Dear Susan. I just saw your thread.  I'm so sorry for your loss. I'm speechless now  RIP, Buttercup.

Hugs for you, Susan. Be strong. 
Take care.


----------



## jeanluc_pippen_merry

So very sorry for your guys loss. My heart breaks for you.

:rip: Buttercup.


----------



## SOOOSKA

I want to thank everyone for the kind words at this very difficult time. I will at a later date write back to all of you, it's just to fresh right now.

Elaine I think our conversation on Friday evening really helped me with the choice I had to make. Thank you for that.
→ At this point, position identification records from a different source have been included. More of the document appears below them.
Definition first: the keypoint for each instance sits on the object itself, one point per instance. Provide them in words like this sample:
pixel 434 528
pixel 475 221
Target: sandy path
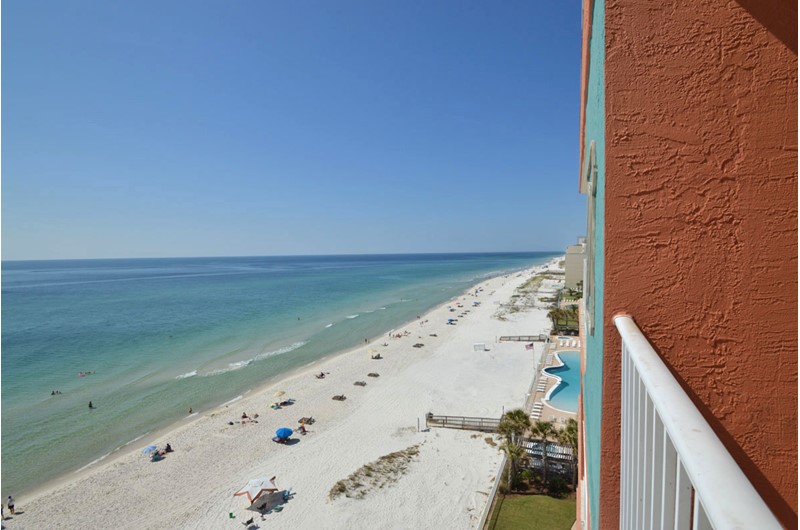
pixel 446 486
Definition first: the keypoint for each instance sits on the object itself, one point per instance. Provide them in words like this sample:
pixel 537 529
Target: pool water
pixel 564 396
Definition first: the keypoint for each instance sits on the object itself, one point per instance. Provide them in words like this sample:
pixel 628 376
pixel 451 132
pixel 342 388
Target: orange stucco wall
pixel 701 222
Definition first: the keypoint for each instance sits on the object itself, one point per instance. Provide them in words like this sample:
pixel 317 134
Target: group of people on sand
pixel 10 505
pixel 161 453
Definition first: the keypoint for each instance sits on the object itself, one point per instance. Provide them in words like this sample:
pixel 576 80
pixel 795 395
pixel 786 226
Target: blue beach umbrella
pixel 283 433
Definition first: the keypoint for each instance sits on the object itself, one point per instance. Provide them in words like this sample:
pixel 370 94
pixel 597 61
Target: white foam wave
pixel 234 400
pixel 280 351
pixel 247 362
pixel 93 462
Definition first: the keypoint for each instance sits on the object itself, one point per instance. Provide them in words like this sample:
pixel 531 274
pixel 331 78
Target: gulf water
pixel 163 335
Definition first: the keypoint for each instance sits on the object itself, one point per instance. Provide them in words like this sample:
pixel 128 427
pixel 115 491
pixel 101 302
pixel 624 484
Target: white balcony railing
pixel 675 472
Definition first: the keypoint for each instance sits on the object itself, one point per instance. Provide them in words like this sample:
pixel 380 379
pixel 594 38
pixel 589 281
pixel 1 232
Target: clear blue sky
pixel 208 128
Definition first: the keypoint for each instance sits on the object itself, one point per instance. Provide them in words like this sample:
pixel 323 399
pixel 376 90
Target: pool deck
pixel 542 411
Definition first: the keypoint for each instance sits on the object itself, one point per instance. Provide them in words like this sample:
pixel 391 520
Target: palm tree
pixel 545 431
pixel 516 455
pixel 513 426
pixel 569 436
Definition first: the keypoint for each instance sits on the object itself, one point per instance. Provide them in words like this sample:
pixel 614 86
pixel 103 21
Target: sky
pixel 255 127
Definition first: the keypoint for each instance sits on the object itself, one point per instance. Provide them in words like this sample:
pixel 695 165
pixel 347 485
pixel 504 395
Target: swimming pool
pixel 564 396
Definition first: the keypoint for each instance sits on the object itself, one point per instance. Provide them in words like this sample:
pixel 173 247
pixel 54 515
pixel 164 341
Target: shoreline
pixel 129 446
pixel 104 465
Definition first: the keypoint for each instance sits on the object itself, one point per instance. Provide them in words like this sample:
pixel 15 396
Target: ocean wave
pixel 247 362
pixel 280 351
pixel 234 400
pixel 93 462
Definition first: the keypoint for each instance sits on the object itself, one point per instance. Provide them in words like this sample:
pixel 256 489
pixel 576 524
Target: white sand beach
pixel 445 485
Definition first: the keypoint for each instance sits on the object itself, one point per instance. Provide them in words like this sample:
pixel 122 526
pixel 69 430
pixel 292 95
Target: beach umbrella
pixel 283 433
pixel 256 487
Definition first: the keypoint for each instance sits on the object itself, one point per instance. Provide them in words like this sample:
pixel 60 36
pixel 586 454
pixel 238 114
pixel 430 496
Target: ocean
pixel 154 337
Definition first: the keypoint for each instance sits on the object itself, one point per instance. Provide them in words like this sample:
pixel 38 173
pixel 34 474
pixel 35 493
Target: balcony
pixel 675 472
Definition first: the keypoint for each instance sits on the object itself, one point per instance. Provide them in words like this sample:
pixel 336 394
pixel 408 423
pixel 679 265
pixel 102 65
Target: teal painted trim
pixel 593 378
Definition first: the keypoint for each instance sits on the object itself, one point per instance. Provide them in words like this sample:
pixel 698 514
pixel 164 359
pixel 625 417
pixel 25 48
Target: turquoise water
pixel 163 335
pixel 565 395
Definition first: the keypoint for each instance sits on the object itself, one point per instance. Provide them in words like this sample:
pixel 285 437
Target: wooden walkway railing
pixel 462 422
pixel 524 338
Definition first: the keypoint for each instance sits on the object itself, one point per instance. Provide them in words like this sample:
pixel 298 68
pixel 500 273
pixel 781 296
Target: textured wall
pixel 592 384
pixel 701 223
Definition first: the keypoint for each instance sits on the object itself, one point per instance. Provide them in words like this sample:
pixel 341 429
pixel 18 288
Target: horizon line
pixel 289 255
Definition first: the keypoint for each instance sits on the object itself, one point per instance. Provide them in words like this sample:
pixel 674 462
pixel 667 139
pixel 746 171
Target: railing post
pixel 671 457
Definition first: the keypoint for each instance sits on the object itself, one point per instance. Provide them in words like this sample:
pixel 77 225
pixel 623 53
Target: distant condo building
pixel 688 403
pixel 573 266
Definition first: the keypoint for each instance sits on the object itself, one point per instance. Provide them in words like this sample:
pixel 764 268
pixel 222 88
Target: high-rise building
pixel 689 324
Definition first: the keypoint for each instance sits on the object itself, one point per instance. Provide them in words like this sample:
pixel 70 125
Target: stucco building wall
pixel 701 224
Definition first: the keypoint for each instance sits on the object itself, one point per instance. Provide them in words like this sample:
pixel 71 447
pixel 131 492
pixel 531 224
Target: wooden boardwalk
pixel 465 423
pixel 524 338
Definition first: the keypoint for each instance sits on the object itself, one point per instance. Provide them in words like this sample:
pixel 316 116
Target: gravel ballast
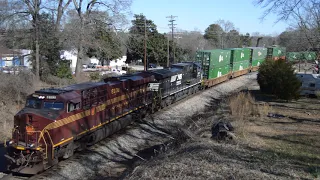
pixel 110 157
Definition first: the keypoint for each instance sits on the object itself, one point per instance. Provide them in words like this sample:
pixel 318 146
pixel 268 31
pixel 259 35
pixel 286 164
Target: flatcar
pixel 56 122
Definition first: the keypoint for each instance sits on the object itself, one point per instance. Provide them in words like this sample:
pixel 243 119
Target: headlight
pixel 31 145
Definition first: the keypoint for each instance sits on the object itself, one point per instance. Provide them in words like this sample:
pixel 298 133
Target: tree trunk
pixel 37 66
pixel 80 50
pixel 37 59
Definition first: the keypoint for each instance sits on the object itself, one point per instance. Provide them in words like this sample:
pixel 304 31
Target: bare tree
pixel 84 10
pixel 304 16
pixel 283 8
pixel 29 11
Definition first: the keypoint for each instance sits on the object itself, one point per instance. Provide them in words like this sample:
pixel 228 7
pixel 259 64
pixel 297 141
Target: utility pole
pixel 171 20
pixel 145 45
pixel 168 56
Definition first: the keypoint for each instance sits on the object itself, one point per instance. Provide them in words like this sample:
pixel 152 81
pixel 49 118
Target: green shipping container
pixel 259 53
pixel 210 59
pixel 309 56
pixel 240 54
pixel 216 72
pixel 257 62
pixel 238 66
pixel 294 56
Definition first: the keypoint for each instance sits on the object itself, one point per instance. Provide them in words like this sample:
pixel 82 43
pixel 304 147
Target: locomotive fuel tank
pixel 29 144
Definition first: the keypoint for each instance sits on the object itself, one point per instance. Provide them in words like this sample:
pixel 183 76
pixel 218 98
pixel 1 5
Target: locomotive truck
pixel 56 122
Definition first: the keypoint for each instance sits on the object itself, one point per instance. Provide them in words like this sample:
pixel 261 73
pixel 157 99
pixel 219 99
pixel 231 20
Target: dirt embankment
pixel 275 140
pixel 114 157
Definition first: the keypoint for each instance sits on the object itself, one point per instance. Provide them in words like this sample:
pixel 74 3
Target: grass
pixel 265 148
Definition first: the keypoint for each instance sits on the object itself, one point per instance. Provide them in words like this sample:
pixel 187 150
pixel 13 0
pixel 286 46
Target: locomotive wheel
pixel 69 151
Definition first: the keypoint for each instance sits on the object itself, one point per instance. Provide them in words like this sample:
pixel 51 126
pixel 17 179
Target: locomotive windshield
pixel 33 103
pixel 37 104
pixel 53 105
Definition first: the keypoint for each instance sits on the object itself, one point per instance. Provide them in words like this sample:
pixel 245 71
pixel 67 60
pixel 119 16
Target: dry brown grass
pixel 242 105
pixel 271 148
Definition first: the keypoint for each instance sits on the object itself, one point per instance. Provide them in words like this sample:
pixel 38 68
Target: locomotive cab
pixel 30 141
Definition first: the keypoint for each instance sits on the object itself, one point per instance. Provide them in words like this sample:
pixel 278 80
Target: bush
pixel 278 78
pixel 95 76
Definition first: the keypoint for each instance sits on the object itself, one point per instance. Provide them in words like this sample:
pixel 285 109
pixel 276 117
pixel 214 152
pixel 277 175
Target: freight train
pixel 56 122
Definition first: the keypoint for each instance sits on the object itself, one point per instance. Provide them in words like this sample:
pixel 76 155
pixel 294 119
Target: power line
pixel 171 20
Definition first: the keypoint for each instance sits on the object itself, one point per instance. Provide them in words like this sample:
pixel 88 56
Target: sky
pixel 199 14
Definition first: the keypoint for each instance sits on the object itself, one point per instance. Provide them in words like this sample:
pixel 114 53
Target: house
pixel 310 83
pixel 9 57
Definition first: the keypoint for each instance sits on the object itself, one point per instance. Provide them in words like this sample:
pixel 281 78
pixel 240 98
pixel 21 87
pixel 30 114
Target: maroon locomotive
pixel 56 122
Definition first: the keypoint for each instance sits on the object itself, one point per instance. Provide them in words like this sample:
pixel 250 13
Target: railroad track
pixel 66 164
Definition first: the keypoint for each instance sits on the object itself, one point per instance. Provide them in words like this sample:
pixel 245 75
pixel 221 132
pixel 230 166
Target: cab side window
pixel 73 106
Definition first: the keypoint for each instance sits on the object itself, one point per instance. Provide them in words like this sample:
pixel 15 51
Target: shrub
pixel 278 78
pixel 64 71
pixel 95 76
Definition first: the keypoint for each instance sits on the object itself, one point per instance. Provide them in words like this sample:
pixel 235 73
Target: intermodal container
pixel 216 72
pixel 238 66
pixel 258 55
pixel 294 56
pixel 211 59
pixel 276 52
pixel 309 56
pixel 240 54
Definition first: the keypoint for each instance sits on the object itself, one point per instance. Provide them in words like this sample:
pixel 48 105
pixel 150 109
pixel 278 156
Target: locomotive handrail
pixel 45 142
pixel 52 154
I honestly had hoped that when it was Buttercup's time to go to the Rainbow Bridge he would go on his own. I am so thankful that I was there with him. It is the worst thing I have ever had to do but the right choice for my Baby. He knew thatI loved him as I was telling him as he was drifting off to the Rainbow Bridge. It was so peaceful for both of us.

I miss him terribly he truely was and always will be my Heart Bunny. I love all my Buns but he will always have that little special place in my heart.

Thanks again

Susan


----------



## SOOOSKA

I picked up my Baby Buttercup's ashes yesterday. Very emotional. 

I have to do it again next weekend for Jackie. This is the very difficult part of having pets. I must keep thinking of all the joy they have given me and I have given them.

Susan:bunnyangel2:


----------



## happysaz133

Sorry for your loss, Buttercup was beautiful.


----------



## HoneyPot

Susan. I haven't been on the forum for quite some time and the place I hate checking most is this forum. I come in here with my eyes half closed hoping that I don't see anyone or any-bun that I care for... and here you are. Twice. 

No lie - just this week I was telling someone about you and buttercup - that you had this wonderful bun that had just turned 13. He was so special and I'm heartbroken for you. Losing a heart bun is ... well, there aren't a whole lot of words for it. 

I'm not sure of the details, but it sounds like you made the decision that it was his time - which I imagine is probably harder in a different way than them passing quickly when we're unaware.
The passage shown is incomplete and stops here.